Both the Supreme Court and state courts have based their fundamental rights determinations heavily on history and tradition, and here Feinberg found no basis for concluding that same-sex marriage could be a fundamental right.

“The right to marry has always been understood in law and tradition to apply only to couples of different genders,” she wrote. “A change in that basic understanding would not lift a restriction on the right, but would work a fundamental transformation of marriage into an arrangement that could never have been within the intent” of the state constitution’s framers.

This argument is repeated throughout the opinion, which completely eschews discussion of moral or religious concerns about marriage, relying instead solidly on history and tradition.

On the equal protection issue, Feinberg noted that New Jersey analyzes equal protection by using a “balancing test,” weighing the importance of the right asserted and the justification advanced by the government for its differential treatment of a particular situation.
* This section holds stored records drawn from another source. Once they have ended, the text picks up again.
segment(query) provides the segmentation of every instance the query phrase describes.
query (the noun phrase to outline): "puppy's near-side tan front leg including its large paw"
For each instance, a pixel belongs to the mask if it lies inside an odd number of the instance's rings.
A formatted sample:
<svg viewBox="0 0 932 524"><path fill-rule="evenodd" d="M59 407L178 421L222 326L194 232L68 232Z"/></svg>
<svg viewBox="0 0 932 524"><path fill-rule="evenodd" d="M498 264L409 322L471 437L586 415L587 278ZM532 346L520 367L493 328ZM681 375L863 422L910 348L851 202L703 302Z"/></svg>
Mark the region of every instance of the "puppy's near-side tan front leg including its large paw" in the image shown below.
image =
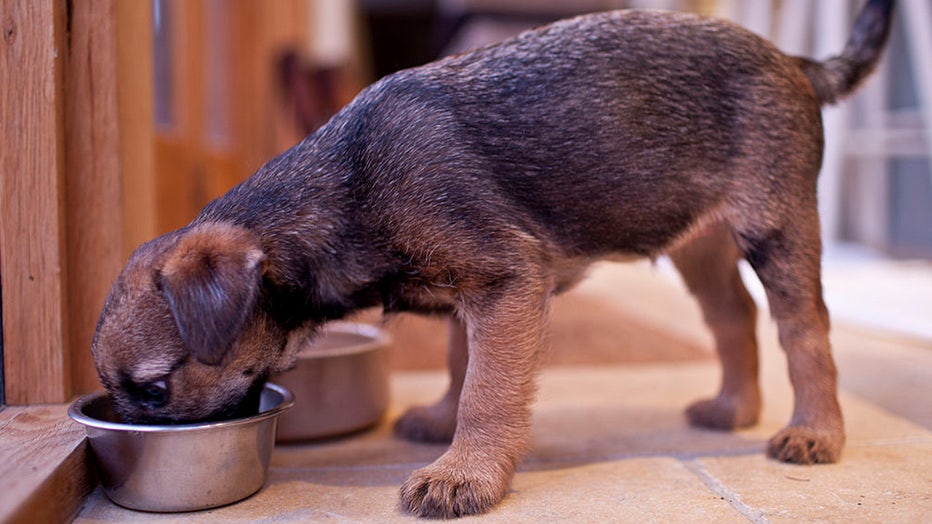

Having found that there is no fundamental right to same-sex marriage, Feinberg found the balance weighed in favor of the government, embracing, though not explicitly citing, Supreme Court Justice Sandra Day O’Connor’s comment in her Lawrence concurrence that a state might have a legitimate interest in preserving traditional marriage.

Feinberg emphasized that changes in policy should normally be made by the legislature, not the courts, and noted that in fact the gay rights movement has achieved significant legislative gains in New Jersey on nondiscrimination, domestic violence, and parenting issues.

“It is entirely reasonable for the Legislature to enact legislative changes to protect same-sex couples without disturbing the marriage statute,” she wrote. “Impatience with the scope or pace of change is an insufficient basis upon which to justify the judicial creation of a new constitutional right.”

Noting that no other state grant same-sex couples marriage rights, Feinberg wrote, “It is reasonable for the Legislature to conclude that this State has an interest in preserving uniformity among the States with respect to the definition of marriage.”

Feinberg concluded by observing that the legislature might decide to be a “trailblazer” on this issue, but that it was up to the legislature to make that determination, not the courts.